If practice-based commissioning is to have a major impact, its approach needs to correspond to that defined by the Department of Health, which I have called people-based commissioning. In which case, the ethics and politics of practice-based commission-ing need to be addressed in a far more serious manner than has hitherto been the case. We need structures of public engagement that help to confer legitimacy on the decisions that are taken and that can ensure that the voices of all interests within the community are heard. And we need a process that is informed by public health analyses, is strong enough to listen to pressure groups, and able to make decisions in an ethical and evidence-based fashion.

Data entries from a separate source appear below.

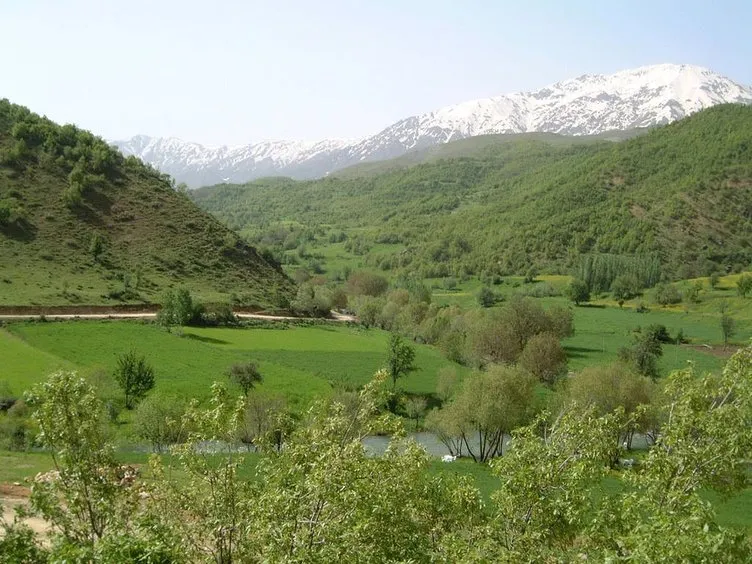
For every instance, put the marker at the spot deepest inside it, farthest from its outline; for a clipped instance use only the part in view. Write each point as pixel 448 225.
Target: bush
pixel 625 287
pixel 134 376
pixel 158 420
pixel 486 297
pixel 219 314
pixel 659 333
pixel 578 292
pixel 7 397
pixel 246 375
pixel 363 283
pixel 667 294
pixel 450 283
pixel 178 308
pixel 744 285
pixel 540 290
pixel 311 302
pixel 544 357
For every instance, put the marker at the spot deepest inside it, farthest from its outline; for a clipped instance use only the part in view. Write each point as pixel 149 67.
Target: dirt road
pixel 339 317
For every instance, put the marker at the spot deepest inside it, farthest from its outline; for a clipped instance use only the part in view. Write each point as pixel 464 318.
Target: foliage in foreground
pixel 323 498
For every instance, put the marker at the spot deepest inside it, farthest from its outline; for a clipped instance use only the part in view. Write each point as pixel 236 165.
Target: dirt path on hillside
pixel 12 496
pixel 335 316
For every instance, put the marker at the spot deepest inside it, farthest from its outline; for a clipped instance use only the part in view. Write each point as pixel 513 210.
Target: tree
pixel 83 501
pixel 364 283
pixel 246 375
pixel 489 405
pixel 486 297
pixel 446 383
pixel 178 308
pixel 744 285
pixel 667 294
pixel 625 287
pixel 415 408
pixel 158 420
pixel 643 354
pixel 265 421
pixel 400 358
pixel 728 328
pixel 96 246
pixel 605 389
pixel 544 357
pixel 578 291
pixel 134 376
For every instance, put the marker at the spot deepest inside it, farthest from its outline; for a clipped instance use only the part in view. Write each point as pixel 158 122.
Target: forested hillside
pixel 79 223
pixel 681 193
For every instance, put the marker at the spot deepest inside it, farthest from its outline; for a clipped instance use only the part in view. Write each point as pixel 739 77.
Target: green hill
pixel 481 146
pixel 680 193
pixel 79 223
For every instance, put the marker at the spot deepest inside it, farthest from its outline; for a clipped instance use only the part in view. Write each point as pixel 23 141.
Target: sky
pixel 234 72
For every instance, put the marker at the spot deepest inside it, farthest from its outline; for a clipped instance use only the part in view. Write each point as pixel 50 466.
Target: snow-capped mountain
pixel 589 104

In 1988, Ian Kennedy (now Sir Ian) wrote that ‘it is not for professionals to set the moral agenda for their relationship with those they serve. They have only extra duties, not privileges’.15 Yet this agenda setting is precisely what may result from pocket book commis-sioning arrangements as they are currently framed. This will not best serve the interests of patients. Nor will it serve the interests of professionals if their deci-sions are perceived as lacking in legitimacy. (The legitimacy may be at its most fragile as practices move away from the partnership model and where PCT boards approve reinvestment of savings to develop premises that are owned by practices.) Greater clinical engagement and more responsive commissioning is certainly desirable, but the technical expertise is only part of what is needed to get things right. The ethical insights must be sourced more widely and the politics cannot be ignored.

 As is so often true in health care, practice-based commissioning will work best when it is the result of a genuine partnership between the public, patients and professionals.